AVP - Global IS Governance, Risk and Compliance (GRC)

We invite you to explore a future with us at PRA Group, a diverse and growing company that has a tangible impact on the global economy.

Position Summary: 

AVP, Global IS Governance, Risk and Compliance (GRC)

The AVP, Global IS Governance, Risk and Compliance (GRC) will lead a team of diverse individuals and will be responsible for working with stakeholders across all of PRA Group’s Business Units. The AVP, Global IS GRC’s role is to assess and oversee all technology-related governance, risk, and compliance issues within the Information Technology and Information Security Departments, including auditing, security training and awareness, policy and procedure build and review, disaster recovery, incident response and data integrity. This includes providing objective internal and third-party risk assessments of the company's compliance with regulatory, organizational, and commercial requirements governing the organization's information technology systems.

The AVP, Global IS GRC will direct the development and implementation of policies, procedures, standards, and controls to ensure that the organization's practices remain observant to all pertinent local, state/province/county and federal laws and industry standards. The AVP, Global IS GRC will support the CISO with departmental operational tasks including budgeting, strategy, metrics development/delivery, and project alignment.

In this role, the AVP, IS GRC will work directly with non-IT compliance professionals such as legal, audit and corporate compliance to ensure organizational alignment.
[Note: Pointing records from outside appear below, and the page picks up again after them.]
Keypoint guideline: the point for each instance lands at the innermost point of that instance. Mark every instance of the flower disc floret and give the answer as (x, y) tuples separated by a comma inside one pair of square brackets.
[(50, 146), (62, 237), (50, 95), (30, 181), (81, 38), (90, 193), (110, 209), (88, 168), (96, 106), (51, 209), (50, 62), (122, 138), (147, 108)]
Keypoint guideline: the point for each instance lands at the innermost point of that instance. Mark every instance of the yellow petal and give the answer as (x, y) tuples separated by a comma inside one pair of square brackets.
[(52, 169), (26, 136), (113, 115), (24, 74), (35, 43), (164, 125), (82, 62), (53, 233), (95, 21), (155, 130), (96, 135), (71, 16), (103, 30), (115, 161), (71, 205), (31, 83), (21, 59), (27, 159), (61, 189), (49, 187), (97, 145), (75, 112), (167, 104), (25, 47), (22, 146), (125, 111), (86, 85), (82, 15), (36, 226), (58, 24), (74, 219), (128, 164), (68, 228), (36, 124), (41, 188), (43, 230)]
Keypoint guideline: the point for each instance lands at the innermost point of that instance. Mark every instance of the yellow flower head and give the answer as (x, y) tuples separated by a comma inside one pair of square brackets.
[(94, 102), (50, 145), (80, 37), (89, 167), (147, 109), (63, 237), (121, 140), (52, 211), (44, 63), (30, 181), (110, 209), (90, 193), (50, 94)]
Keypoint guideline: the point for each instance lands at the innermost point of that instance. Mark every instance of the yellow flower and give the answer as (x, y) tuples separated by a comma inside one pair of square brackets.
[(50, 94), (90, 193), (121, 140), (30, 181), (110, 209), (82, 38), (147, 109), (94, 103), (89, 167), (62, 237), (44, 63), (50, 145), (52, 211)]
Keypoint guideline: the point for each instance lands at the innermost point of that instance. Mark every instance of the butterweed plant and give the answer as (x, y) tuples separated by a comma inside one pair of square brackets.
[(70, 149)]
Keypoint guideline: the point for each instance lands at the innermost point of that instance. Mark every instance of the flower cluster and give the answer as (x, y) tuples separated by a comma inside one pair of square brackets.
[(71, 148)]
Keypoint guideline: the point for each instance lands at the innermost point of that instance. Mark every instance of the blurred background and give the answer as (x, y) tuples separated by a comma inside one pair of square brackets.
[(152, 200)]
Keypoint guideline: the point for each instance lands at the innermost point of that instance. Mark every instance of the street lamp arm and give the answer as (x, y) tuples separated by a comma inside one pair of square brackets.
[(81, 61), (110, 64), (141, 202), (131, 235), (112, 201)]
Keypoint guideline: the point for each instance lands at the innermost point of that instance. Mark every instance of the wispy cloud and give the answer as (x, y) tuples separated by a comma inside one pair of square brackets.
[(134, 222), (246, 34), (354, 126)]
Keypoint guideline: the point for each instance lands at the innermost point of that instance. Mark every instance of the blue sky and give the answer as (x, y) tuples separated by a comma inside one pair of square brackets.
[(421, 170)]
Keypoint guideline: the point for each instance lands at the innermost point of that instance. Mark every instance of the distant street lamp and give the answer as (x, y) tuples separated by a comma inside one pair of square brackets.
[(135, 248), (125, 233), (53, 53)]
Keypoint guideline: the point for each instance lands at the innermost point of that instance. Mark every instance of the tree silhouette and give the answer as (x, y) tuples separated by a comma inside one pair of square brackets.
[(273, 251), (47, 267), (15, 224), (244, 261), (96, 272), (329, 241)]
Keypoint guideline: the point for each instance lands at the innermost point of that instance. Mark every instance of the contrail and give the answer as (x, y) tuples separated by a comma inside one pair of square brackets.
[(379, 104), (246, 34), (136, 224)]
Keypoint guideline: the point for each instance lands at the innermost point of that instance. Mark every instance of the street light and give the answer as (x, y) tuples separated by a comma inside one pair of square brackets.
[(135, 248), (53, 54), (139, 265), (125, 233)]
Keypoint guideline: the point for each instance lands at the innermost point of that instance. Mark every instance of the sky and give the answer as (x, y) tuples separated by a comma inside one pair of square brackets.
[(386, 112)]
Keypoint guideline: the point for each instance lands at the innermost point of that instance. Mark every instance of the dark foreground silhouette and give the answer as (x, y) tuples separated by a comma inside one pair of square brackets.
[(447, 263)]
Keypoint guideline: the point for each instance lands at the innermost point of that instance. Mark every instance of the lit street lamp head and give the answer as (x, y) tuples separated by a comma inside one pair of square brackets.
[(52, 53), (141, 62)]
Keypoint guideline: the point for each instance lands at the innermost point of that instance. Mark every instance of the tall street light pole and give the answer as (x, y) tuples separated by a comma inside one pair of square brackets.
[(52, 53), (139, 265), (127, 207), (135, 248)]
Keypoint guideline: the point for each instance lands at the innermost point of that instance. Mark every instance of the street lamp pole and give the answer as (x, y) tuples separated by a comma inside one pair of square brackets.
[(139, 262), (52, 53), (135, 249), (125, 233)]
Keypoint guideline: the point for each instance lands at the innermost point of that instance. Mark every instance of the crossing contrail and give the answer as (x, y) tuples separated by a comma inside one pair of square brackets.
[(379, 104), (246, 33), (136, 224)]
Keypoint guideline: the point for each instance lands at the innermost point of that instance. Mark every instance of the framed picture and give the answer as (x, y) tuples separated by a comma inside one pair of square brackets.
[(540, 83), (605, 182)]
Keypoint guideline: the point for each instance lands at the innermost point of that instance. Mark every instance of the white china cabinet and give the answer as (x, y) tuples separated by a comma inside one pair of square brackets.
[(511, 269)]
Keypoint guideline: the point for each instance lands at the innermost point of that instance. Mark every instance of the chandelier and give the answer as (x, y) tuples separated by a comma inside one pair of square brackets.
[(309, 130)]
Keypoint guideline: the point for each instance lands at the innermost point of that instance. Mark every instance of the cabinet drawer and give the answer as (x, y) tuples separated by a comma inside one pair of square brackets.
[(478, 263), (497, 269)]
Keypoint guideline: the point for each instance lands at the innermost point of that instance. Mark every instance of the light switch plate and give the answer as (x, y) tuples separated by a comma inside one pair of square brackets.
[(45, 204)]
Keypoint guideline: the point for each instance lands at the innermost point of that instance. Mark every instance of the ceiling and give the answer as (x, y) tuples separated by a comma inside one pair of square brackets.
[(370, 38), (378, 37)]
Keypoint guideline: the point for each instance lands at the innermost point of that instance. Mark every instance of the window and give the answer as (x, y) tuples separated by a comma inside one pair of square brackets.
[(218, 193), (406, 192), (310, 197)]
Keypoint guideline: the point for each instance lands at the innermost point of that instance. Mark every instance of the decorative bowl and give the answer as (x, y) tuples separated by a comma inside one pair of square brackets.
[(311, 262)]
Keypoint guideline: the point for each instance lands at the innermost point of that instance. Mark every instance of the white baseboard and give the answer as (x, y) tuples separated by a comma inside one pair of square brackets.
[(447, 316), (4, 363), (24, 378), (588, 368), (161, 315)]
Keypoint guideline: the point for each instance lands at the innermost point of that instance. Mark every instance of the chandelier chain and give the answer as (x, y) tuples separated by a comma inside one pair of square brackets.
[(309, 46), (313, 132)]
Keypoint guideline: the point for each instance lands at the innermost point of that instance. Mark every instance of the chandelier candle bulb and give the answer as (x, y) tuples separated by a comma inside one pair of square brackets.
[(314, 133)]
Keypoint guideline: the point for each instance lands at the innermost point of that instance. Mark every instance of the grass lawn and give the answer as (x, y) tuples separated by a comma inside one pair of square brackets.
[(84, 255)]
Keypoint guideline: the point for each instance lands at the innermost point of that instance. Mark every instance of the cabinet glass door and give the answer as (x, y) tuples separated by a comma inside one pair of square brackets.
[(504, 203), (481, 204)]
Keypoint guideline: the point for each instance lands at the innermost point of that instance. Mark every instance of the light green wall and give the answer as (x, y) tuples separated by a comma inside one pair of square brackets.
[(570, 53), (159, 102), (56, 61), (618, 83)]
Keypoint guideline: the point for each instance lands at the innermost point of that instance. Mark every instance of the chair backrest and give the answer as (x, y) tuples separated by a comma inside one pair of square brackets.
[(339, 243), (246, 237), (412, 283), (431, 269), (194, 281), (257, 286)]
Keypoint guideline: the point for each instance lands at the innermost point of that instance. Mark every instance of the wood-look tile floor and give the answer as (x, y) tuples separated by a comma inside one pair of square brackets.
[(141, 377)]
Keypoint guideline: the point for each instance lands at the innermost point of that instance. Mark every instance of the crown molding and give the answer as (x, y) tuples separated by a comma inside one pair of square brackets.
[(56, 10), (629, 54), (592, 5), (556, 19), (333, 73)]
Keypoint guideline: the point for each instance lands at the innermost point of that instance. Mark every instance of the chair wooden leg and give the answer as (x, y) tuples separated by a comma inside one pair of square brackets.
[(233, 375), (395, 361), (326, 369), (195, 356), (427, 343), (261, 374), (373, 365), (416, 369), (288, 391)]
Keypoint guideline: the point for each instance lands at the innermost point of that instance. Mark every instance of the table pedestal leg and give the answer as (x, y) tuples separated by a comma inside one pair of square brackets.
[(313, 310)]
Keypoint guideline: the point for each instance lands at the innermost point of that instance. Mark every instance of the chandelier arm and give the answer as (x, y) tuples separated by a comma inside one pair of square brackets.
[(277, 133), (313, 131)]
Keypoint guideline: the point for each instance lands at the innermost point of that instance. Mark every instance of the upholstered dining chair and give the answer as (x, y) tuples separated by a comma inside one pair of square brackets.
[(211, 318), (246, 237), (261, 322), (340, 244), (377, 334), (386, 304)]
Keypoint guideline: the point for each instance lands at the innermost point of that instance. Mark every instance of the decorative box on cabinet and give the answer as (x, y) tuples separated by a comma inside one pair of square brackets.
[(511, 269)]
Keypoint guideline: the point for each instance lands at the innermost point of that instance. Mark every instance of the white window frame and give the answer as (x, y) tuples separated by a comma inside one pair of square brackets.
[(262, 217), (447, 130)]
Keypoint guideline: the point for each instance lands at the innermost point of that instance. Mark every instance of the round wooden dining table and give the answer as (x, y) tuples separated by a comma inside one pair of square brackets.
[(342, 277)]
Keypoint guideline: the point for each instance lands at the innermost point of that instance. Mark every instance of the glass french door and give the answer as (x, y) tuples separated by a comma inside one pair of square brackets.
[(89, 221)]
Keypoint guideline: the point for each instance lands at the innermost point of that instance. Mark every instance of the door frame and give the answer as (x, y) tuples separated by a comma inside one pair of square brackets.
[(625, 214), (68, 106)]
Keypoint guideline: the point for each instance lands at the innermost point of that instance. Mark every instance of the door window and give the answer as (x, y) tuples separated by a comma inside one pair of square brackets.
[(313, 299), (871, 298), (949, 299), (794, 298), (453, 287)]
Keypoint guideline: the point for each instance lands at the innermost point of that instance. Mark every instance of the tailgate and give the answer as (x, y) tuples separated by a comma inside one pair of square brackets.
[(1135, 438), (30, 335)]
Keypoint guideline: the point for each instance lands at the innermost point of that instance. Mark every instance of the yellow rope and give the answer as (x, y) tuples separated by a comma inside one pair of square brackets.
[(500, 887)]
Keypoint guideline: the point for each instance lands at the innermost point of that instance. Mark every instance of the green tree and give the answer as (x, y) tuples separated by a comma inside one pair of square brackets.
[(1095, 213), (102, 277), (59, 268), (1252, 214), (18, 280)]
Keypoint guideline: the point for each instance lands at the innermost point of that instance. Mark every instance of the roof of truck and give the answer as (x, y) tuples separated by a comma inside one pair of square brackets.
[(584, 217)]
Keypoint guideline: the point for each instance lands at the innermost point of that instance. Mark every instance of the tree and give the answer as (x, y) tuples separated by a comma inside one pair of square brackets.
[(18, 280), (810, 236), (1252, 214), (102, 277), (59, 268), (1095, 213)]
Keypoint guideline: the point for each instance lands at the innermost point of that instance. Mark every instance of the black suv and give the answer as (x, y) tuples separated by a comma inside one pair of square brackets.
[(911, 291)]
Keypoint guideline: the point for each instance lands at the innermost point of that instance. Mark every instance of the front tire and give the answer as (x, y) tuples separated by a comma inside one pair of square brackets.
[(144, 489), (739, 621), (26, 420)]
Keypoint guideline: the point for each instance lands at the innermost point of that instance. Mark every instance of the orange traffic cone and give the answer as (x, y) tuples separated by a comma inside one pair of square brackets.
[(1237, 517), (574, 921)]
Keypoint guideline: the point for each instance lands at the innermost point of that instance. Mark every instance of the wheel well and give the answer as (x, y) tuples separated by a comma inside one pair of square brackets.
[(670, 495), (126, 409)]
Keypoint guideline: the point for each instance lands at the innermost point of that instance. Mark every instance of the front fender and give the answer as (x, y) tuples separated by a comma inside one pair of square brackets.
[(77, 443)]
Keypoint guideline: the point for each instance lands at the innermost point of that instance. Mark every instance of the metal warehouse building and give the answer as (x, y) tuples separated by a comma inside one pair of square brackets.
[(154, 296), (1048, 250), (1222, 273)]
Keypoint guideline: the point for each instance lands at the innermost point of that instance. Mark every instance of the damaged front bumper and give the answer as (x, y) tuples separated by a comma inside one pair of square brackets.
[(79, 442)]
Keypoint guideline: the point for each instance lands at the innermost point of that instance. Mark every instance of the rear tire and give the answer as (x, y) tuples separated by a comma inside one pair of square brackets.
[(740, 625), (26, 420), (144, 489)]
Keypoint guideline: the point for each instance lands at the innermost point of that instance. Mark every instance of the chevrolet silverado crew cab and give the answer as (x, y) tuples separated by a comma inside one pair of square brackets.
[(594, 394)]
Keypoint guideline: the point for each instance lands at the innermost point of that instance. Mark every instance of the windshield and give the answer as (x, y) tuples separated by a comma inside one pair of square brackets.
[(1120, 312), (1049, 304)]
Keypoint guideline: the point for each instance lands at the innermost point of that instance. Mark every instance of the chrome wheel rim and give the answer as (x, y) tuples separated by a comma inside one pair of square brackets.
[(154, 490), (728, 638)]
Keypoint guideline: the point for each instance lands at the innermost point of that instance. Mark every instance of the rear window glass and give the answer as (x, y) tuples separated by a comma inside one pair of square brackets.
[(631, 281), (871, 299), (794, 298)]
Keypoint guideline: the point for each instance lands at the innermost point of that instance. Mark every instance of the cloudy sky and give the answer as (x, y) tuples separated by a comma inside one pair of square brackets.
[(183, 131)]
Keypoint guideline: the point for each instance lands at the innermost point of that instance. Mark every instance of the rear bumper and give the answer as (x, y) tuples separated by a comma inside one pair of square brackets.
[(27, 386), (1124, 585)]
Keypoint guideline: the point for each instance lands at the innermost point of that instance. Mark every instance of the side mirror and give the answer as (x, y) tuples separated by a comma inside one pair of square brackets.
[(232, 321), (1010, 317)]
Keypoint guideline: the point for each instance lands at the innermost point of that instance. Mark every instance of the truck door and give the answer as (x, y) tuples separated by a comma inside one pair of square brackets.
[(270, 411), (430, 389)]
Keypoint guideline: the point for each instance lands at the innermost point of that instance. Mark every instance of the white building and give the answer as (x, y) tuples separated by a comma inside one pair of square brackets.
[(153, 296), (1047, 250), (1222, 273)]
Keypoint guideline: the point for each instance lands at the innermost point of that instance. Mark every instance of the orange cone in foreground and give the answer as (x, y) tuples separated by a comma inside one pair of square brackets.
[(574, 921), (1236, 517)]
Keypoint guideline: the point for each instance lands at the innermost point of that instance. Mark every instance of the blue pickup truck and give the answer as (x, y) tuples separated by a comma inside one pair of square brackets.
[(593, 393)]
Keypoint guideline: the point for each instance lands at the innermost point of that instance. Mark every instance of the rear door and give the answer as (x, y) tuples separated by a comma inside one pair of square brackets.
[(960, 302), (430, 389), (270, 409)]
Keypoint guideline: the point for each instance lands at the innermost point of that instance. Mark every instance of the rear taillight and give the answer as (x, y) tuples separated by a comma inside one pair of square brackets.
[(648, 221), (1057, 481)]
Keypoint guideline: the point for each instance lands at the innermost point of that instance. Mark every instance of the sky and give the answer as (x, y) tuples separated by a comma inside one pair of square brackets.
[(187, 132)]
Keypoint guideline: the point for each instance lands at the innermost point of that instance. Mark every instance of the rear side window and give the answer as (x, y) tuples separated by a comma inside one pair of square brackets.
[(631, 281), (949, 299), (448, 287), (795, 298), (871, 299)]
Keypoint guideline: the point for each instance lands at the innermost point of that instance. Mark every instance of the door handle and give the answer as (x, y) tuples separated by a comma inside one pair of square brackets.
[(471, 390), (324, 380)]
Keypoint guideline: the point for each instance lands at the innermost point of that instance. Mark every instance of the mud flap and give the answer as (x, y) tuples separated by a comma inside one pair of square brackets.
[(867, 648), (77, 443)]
Required Education and Experience:

• Master's degree in Business Administration, Computer Science, Information Systems, Cybersecurity, or a related field.
• 10+ years’ experience in an information security environment, with a strong focus on Global Governance, Risk, and Compliance.
• 5+ years’ supervisory or management experience, preferably in a global organization.
• Strong experience with Governance, Risk, and Compliance frameworks, including IT control self-assessment, measurement, remediation, exception management, reporting, and advanced IT risk evaluation.
• Demonstrated expertise and leadership in risk frameworks.
• Strong knowledge of the Sarbanes-Oxley Act, System and Organization Controls (SOC) framework, ISO 27000 Framework, PCI-DSS, and SEC guidance related to audits of the internal control environment. Also, familiar with PIPEDA (Canada), GLBA, SOX (USA), LGPD (Brazil), and the Privacy Act 1988 (Australia.
• Strong background regarding audits, compliance, privacy (GDPR and DORA) and security provisions 
• Certifications such as CISSP, CISA, CISM, CRISC, or other relevant certifications are required.

Key Responsibilities:

• Develop and implement a Global GRC strategy that aligns with the organization’s objectives and risk appetite. Ensure integration of GRC activities with enterprise risk management and corporate governance frameworks.
• Ensure adherence to global financial information security and privacy regulations, including GDPR (Europe), PIPEDA (Canada), GLBA, SOX (USA), LGPD (Brazil), the Privacy Act 1988 (Australia), DORA (Europe), SOC2, and PCI-DSS.
• Monitor emerging risks, including technological advancements and regulatory changes, to proactively adjust GRC strategies.
• Foster a culture of risk awareness by leading training and awareness programs across the organization.
• Collaborate with cross-functional teams, including legal, audit, and corporate compliance, to ensure cohesive risk management practices.
• Oversee the continuous improvement of the GRC program, incorporating best practices and industry standards.
• Work directly with the data protection officer (DPO) and Privacy Program to ensure company adherence to data privacy and data governance requirements.
• Manage and develop teams’ knowledge on GRC and data privacy matters.
• Advise on GRC matters and recommend courses of action to the Chief Information Security Officer.
   

At PRA Group, we're committed to helping our employees reach their highest potential by offering competitive salaries with bonus structure, LTI, proprietary training programs, tuition reimbursement programs, comprehensive healthcare, health, dental and vision benefits, maternal and paternal leave, holiday pay and PTO, an employee assistance program, and valuable opportunities to establish a long career within our organization.

Salary Range:

$147,000.00 - $237,000.00

All qualified applicants will receive consideration for employment regardless of age, race, color, sex, gender, religion, national origin, physical or mental disability, citizenship, or any other classes recognized by state or local law or any other characteristic protected under applicable federal, state or local law. We are a drug free workplace.